Particularly before entering exam season, it is crucial that centres review their cyber security because an effective cyber-attack could compromise assessment integrity and security, or even disrupt the examinations and assessments themselves.
Here are four basic steps to help assessment organisations protect themselves against attack:
Email account passwords are particularly important here. Suppose a cyber-criminal gets access to an email account within your organisation. In that case they can access confidential information and potentially get access to other accounts too, such as your digital assessment portal.
The UK’s National Cyber Security Centre recommends ensuring your employees avoid predictable passwords and consider providing a secure password storage tool to encourage individuals to have completely unique passwords for all accounts.
You should endeavour to protect all your organisation’s critical accounts, for example your digital assessment platform and email accounts, by switching on multi-factor authentication. This will help to keep cyber criminals out of your assessment systems and accounts even if they manage to guess your passwords (which is easier and much more common than you think – even if they are strong and unique!).
By making sure your organisation’s software and apps are as up to date as they can be, you are also updating your protection from new viruses and malware and therefore helping to keep confidential data about your assessments safe.
So, as annoying as they are sometimes, don’t ignore those update prompts!
You need to be one step ahead of cyber threats, particularly when you’re talking about exam papers or outcomes of assessments, to ensure you can recover data and information if they were to be wiped from your devices following a security breach.

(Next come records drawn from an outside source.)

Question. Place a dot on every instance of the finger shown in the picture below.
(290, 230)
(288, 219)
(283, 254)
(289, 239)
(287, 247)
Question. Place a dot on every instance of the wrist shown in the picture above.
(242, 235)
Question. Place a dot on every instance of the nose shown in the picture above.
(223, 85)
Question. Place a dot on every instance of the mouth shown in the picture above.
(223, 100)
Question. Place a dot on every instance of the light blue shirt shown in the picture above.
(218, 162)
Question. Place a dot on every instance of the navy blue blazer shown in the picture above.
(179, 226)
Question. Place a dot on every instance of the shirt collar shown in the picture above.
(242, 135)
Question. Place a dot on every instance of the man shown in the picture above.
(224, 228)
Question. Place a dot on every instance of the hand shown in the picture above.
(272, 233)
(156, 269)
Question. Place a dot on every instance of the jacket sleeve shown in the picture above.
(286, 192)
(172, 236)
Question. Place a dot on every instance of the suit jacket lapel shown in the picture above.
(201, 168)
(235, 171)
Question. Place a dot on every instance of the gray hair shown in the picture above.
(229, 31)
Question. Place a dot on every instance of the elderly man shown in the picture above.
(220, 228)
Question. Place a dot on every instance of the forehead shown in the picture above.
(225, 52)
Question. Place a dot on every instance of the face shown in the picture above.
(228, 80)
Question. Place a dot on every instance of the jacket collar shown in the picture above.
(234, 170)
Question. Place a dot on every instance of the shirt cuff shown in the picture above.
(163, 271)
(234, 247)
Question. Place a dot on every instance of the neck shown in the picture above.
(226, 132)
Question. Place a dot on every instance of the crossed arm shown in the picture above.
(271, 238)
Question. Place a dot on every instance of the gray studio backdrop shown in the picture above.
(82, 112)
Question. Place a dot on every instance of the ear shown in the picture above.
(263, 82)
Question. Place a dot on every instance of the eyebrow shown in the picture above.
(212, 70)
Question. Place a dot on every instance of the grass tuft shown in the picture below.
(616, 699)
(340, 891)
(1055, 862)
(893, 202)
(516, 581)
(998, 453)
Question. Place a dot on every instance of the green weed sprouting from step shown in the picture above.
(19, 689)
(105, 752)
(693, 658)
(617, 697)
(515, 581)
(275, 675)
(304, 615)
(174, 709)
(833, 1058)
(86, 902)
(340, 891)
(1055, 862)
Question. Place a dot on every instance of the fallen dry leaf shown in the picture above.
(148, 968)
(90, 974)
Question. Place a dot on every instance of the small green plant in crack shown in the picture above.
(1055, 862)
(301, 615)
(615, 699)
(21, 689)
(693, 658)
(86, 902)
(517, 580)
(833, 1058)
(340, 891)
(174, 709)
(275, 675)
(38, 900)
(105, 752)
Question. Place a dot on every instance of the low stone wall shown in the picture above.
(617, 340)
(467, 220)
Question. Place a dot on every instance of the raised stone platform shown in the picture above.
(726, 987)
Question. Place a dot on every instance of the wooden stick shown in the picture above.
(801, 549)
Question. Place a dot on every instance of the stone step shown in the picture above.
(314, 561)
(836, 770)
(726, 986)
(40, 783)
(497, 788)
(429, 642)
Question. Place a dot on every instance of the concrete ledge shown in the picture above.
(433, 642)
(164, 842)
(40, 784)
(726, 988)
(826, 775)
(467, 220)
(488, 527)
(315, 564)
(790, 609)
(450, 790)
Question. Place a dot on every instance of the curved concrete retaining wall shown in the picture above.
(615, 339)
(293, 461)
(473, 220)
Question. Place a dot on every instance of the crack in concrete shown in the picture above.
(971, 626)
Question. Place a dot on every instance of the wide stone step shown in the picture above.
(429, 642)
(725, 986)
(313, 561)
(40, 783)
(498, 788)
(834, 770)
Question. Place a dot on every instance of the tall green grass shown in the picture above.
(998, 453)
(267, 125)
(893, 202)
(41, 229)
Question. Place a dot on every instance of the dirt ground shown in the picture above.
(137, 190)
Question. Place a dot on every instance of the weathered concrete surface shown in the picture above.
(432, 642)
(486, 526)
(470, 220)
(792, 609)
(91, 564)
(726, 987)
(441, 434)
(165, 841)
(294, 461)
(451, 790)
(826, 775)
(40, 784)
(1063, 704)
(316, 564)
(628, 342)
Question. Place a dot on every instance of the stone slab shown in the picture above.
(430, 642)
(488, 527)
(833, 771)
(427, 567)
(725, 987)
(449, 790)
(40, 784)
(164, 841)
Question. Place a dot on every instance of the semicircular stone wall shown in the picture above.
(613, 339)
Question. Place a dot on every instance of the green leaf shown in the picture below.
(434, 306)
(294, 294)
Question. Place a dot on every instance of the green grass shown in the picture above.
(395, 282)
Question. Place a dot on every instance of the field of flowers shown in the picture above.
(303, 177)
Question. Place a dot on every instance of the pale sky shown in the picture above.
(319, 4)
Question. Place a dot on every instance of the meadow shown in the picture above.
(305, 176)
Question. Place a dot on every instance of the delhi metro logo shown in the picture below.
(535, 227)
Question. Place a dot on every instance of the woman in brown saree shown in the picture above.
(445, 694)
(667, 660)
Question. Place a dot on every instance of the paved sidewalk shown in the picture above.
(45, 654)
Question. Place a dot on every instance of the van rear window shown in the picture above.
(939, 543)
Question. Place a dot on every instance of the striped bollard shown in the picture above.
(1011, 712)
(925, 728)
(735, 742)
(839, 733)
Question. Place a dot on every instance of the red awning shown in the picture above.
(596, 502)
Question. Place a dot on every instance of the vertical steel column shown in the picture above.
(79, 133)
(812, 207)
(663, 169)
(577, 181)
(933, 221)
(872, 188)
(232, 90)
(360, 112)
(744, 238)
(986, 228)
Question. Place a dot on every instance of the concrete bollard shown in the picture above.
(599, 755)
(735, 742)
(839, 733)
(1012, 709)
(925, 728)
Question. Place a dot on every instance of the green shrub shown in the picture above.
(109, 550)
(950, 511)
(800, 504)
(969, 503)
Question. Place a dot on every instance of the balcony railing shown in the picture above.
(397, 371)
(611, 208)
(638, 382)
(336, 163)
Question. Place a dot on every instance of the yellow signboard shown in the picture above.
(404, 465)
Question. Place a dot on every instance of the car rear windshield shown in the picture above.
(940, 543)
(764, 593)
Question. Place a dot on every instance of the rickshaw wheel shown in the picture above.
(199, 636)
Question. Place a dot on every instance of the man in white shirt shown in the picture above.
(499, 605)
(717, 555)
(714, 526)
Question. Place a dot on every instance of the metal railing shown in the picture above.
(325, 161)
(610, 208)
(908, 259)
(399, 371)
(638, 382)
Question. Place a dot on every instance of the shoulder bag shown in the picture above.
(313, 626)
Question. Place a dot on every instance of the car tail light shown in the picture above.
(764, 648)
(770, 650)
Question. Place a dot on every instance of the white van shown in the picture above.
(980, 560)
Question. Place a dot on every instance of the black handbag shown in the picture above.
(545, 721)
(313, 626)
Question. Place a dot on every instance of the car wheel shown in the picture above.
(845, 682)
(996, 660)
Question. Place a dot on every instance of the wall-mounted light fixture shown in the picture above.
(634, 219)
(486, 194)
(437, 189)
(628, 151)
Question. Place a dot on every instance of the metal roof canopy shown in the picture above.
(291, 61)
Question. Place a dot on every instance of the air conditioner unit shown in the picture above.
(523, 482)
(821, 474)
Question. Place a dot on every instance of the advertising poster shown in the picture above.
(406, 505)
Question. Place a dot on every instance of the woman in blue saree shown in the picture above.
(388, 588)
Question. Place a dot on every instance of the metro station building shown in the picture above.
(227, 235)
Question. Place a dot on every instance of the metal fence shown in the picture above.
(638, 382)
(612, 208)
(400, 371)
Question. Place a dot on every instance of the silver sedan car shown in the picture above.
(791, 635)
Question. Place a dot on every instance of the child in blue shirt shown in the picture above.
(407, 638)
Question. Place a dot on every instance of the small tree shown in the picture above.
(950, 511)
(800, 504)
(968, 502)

Using cloud-based back-ups you can be safe in the knowledge you can still access exam questions, scripts and even data from results.
By following these tips, you will put your organisation in a stronger position to be able to defend your digital assessment platforms and other online infrastructure should they be the target of a cyber-attack.
Digital assessment will unlock a host of new capabilities and benefits as it becomes more widely adopted, but with it, comes the need to stay vigilant to the potential cybersecurity implications.